Haydi İzmir Güçbirliği’ne
İzmir’in değerli işadamları, Sayın Valimiz, Sayın Belediye Başkanlarımız; İzmir için bu kadar önemli işler yapan, evinden, işinden zaman artırıp, kimi zaman cebinden para harcayıp toplum için bu kadar koşturan, tek istekleri gönüllü hizmet vermek olan bu onbinlerce insanın oluşturduğu Güçbirliği’ne verebilecek bir göz odamız da mı yok İzmir’de? Bir koordinasyon merkezleri olursa birbirleriyle daha kolay haberleşecek, İzmir için daha büyük projeler üretebilecekler. Evet, tekrar ediyorum, eğer sadece bizim için, İzmir için çabalayan bu insanlara verecek bir göz odamız bile yoksa yuh olsun İzmir’e...

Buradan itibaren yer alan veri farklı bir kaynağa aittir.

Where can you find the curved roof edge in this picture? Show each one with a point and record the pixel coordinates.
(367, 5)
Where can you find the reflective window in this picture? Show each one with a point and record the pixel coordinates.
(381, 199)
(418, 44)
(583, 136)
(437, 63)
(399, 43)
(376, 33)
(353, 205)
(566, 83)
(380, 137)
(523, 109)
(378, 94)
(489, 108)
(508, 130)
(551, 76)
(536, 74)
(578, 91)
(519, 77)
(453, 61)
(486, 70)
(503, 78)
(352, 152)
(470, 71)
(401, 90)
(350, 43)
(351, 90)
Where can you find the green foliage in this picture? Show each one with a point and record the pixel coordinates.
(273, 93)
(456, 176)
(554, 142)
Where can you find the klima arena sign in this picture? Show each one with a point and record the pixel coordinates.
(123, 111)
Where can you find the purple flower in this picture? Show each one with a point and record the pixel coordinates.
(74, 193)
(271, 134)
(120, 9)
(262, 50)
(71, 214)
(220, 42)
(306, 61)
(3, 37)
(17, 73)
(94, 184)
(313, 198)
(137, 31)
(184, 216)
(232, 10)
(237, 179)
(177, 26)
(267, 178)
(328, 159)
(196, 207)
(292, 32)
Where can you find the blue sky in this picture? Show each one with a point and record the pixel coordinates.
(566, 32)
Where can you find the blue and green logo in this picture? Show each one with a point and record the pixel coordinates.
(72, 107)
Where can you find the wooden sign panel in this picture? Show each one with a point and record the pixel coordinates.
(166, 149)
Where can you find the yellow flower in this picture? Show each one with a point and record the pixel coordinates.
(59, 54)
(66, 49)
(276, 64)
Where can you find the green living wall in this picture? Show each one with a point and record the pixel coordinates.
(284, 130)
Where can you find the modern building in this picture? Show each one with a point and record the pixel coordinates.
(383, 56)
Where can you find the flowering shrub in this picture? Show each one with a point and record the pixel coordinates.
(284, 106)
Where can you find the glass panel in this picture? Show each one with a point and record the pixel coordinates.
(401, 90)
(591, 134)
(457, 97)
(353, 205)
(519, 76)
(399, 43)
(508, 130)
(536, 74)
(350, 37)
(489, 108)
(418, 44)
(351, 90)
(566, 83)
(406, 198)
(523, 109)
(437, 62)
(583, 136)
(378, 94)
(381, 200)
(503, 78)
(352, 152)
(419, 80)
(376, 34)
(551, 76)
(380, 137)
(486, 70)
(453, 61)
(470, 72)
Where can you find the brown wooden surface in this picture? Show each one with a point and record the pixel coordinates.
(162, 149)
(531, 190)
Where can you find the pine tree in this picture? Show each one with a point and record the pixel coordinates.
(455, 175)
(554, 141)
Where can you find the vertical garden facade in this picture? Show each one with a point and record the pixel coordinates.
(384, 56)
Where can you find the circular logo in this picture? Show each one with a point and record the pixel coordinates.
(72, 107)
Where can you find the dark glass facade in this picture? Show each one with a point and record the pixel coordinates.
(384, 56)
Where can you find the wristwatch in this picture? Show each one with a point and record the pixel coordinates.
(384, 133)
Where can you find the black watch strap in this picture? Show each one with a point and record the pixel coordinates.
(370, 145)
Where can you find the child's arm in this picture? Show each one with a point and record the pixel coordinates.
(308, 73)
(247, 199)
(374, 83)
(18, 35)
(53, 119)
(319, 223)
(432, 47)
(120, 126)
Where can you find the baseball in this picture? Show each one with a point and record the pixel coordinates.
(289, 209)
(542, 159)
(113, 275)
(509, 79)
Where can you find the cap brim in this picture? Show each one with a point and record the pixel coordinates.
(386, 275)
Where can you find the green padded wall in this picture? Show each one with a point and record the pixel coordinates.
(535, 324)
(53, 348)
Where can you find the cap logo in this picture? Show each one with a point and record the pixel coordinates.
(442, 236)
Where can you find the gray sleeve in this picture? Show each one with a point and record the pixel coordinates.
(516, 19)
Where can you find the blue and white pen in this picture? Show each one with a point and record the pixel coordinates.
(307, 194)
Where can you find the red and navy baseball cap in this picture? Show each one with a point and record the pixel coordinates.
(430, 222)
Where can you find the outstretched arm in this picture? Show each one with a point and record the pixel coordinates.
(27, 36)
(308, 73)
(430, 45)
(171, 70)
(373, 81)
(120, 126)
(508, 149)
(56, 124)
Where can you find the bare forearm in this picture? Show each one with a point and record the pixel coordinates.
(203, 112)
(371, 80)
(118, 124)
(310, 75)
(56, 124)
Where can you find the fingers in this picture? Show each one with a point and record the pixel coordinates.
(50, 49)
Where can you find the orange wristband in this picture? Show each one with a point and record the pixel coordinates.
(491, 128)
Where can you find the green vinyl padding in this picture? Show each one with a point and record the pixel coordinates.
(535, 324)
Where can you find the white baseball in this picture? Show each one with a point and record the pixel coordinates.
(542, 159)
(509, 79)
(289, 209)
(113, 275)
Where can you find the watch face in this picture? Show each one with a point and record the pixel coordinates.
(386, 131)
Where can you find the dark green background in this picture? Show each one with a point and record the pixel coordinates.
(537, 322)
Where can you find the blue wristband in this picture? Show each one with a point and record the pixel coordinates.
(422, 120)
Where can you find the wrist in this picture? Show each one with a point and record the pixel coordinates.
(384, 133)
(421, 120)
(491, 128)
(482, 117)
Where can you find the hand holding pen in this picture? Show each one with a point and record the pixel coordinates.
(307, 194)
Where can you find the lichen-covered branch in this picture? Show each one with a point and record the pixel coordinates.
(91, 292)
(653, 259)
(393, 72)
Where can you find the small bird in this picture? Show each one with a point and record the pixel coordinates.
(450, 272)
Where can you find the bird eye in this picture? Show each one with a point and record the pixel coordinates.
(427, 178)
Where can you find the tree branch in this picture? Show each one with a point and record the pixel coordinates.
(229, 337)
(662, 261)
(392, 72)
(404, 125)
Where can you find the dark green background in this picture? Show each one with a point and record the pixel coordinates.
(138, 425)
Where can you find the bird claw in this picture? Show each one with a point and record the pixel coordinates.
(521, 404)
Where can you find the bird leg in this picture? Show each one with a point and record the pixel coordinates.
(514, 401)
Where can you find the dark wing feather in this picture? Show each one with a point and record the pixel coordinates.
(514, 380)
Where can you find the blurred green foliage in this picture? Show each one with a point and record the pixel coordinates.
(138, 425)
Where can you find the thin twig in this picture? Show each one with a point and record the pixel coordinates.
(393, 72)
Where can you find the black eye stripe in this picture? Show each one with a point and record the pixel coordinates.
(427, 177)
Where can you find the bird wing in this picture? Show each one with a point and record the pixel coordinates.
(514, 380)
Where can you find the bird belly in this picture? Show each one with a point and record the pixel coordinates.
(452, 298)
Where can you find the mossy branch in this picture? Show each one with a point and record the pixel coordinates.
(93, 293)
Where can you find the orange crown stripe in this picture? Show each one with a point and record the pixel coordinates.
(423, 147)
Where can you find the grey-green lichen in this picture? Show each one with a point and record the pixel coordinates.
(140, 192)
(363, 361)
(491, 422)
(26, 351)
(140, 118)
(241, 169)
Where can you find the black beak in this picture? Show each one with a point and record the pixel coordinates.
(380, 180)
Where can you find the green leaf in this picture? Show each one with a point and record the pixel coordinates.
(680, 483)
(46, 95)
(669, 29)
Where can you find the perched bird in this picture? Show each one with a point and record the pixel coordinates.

Facebook, twitter’a yazınca birşey değişmiyor dostlar
HANİ eskiden içinde fazla katakulli olan durumlar için ‘Dallas gibi’ deyimini kullanırdık ya, son dönemde durumumuz Dallas’tan da vahim. Dosyalar açılıyor, hop kapatılıyor, açanlar görevden alınıyor, eski defterler gündeme geliyor, dikkatler dağılıyor. Rasyonellik ve mantıktan tamamen uzak, durumu kurtarmak, gemiyi ne olursa olsun yürütmek üzerine kurulmuş bir senaryo işliyor sanki. E, siz biz ne yapıyoruz? Zaten bizim gibi düşünen etrafımızdaki insanlarla durumu tartışıp, en fazla facebook, twitterda eleştiriyoruz. Tabii yine bizimle aynı düşüncedeki insanlar okuyor bu yazıları. Tam bir körler sağırlar birbirini ağırlar durumu... Bir de kendimizi çok cesur, görevini yapmış sayıyoruz ya, aslında hiç bir şey yapmıyoruz. Diyeceksiniz ki ben tek başıma ne yapabilirim? Hani hep kısa vadeli düşünmeye alışmışız ya, o yüzden sadece semptomları yoketmeye yönelik düşünüyoruz. Aslında yapılacak şey hastalığı tamamen yoketmek için çalışmaya başlamak. Eğer toplumda sıkıntılı ve hastalıklı gördüğünüz konular varsa unutmayın, bunda sizin de sorumluluğunuz var. Ne yapabilirsiniz? Her demokrasi ve hukuk devletinin en önemli ögesi olan Sivil Toplum Kuruluşları’ndan birinde çalışmakla başlayabilirsiniz işe.